I sighed and was about to turn away. "Then where's the nearest bridge across?"

"Meaux."

"But that's thirty kilometres west! I'm only fifteen from home here!"

"I wish I could help you, but there's no use trying to leave here unless you go that way."

Then Meaux it must be, and though our trip was considerably lengthened, anything was better than inaction.

VIII

It was with much reluctance that we turned our backs on La Ferte the following morning and headed our horses westward.

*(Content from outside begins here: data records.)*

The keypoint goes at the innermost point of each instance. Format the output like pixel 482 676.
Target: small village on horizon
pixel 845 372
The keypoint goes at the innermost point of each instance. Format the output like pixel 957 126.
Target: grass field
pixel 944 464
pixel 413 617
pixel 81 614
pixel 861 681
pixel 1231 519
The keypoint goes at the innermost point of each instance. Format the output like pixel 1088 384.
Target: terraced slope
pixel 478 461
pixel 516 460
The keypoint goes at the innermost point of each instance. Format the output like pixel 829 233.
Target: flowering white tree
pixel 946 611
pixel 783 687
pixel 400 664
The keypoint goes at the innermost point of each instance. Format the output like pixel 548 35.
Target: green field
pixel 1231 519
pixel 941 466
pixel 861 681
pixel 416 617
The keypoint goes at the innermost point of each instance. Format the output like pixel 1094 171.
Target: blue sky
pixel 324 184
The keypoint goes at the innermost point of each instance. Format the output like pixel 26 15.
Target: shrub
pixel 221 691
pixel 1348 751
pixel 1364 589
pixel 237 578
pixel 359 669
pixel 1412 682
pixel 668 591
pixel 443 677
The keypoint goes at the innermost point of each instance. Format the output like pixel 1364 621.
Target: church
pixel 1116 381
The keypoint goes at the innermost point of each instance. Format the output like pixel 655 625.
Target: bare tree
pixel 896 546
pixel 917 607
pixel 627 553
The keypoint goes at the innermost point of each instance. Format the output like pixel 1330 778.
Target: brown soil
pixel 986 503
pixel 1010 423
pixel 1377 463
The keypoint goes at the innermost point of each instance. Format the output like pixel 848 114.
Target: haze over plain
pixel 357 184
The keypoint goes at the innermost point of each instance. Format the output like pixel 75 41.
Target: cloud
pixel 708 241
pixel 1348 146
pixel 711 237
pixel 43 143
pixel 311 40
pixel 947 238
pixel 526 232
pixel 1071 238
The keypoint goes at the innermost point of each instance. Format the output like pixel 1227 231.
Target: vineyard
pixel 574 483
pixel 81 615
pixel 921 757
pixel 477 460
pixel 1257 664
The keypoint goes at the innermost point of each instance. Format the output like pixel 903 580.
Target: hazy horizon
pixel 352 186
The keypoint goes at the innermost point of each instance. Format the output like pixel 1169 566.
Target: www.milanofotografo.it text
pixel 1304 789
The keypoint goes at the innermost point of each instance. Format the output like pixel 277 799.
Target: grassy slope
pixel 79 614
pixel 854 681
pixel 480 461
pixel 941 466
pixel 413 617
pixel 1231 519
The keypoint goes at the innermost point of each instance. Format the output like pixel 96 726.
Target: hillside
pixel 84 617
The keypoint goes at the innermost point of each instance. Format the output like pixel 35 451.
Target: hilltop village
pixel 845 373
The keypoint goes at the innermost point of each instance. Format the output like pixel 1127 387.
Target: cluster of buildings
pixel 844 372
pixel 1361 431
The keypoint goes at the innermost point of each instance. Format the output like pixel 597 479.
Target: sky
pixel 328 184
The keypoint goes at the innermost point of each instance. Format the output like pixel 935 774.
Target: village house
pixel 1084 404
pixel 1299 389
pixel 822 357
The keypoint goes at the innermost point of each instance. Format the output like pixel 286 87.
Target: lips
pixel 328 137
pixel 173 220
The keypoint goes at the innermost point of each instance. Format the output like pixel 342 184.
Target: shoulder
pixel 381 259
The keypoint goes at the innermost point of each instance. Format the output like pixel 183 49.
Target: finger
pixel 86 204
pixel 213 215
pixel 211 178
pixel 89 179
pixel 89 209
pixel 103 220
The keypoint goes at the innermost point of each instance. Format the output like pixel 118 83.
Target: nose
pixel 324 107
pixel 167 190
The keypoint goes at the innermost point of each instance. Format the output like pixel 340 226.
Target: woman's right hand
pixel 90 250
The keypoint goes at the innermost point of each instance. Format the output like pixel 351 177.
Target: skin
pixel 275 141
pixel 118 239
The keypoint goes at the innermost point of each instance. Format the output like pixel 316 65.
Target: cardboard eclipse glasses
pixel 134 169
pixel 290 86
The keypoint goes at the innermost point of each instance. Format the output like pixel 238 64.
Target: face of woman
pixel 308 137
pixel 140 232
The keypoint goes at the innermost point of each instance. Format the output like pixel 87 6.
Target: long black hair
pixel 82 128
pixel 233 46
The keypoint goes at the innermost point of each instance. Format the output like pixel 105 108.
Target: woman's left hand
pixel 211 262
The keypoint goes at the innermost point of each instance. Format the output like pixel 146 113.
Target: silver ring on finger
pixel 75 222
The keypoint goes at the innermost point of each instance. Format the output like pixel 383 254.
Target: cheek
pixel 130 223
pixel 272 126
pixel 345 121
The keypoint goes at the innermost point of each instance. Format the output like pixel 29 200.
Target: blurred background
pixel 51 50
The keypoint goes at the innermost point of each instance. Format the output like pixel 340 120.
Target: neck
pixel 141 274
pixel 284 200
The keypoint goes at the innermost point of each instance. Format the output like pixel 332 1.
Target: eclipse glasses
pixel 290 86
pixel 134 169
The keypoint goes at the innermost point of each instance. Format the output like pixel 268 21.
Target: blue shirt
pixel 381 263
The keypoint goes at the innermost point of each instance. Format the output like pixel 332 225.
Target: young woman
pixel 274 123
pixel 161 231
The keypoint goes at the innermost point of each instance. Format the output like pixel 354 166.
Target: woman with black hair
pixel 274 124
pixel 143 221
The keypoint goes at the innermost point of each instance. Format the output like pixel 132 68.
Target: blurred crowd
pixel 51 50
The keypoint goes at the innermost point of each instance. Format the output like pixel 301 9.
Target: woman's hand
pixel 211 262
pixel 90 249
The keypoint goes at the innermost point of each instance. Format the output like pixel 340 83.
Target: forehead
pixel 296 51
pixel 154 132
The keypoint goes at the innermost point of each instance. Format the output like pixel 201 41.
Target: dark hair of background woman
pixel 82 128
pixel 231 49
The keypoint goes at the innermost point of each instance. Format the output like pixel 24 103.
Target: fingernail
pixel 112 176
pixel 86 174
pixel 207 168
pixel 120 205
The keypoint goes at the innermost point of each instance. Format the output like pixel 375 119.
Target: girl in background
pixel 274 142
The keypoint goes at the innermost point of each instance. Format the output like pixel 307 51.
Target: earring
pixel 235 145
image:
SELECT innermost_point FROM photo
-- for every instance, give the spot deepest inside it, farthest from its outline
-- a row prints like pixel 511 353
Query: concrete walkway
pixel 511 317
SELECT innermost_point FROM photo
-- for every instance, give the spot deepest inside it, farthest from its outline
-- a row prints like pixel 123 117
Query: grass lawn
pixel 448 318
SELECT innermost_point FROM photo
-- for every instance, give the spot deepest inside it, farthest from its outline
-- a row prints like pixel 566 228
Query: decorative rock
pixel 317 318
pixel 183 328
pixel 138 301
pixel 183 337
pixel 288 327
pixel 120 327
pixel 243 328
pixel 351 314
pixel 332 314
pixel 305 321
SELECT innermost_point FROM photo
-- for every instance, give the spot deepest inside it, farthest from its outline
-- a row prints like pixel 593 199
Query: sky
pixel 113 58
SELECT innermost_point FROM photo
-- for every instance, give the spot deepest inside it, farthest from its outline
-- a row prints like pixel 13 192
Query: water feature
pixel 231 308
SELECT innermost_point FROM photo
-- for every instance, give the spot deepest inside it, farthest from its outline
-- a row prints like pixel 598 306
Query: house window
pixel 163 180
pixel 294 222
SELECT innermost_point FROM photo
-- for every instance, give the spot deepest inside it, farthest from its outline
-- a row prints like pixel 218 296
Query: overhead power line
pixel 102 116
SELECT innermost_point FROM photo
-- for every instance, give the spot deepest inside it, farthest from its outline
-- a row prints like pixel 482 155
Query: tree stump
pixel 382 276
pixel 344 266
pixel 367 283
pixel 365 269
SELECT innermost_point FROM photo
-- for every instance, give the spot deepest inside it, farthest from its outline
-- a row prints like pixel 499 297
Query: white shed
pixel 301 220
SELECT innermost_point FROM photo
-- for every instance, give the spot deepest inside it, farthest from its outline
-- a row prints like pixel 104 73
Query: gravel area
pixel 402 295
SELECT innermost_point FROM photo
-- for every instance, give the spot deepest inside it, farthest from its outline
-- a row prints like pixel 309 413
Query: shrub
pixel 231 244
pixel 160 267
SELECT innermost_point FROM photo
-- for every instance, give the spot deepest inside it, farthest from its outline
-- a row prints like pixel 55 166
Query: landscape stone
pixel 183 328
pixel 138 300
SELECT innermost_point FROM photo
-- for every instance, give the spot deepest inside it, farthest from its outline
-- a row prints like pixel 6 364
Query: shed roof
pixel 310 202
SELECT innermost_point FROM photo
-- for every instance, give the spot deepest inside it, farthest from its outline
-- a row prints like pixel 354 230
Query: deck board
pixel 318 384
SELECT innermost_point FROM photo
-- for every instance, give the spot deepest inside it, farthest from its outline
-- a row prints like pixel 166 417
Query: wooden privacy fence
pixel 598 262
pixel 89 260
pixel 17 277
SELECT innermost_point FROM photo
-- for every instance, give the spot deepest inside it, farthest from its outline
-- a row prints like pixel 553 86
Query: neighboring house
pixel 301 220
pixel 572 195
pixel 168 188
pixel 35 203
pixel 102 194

Naturally the right of way was reserved for the army, and the roads bordering the Marne were now lined with soldiers, guns, ambulances and supply vans rushing to the front. After being side-tracked and halted no less than two score times, we finally reached Trilport, where the invaders had done but little material damage. The terrified civil population was even exultant, for two nights previously an automobile containing four German officers sped through the town, in the direction of Paris, and ignorant of the fact that the English had destroyed the bridge, had been precipitated into the river. The affair seemed to be considered as a huge joke, and the chief amusement now consisted in hanging over the broken side and contemplating the gruesome spectacle of a half-submerged motor, and four human bodies lying inanimate on some rocks, rapidly swelling, thanks to heat and the current.

"When we're sure they're good and dead, we'll bury 'em," explained a man whom I questioned.

As I write this phrase, now that more than a year has elapsed, it seems cruel and heartless, but on the spur of the moment, and after all that each one had endured, it was but justice.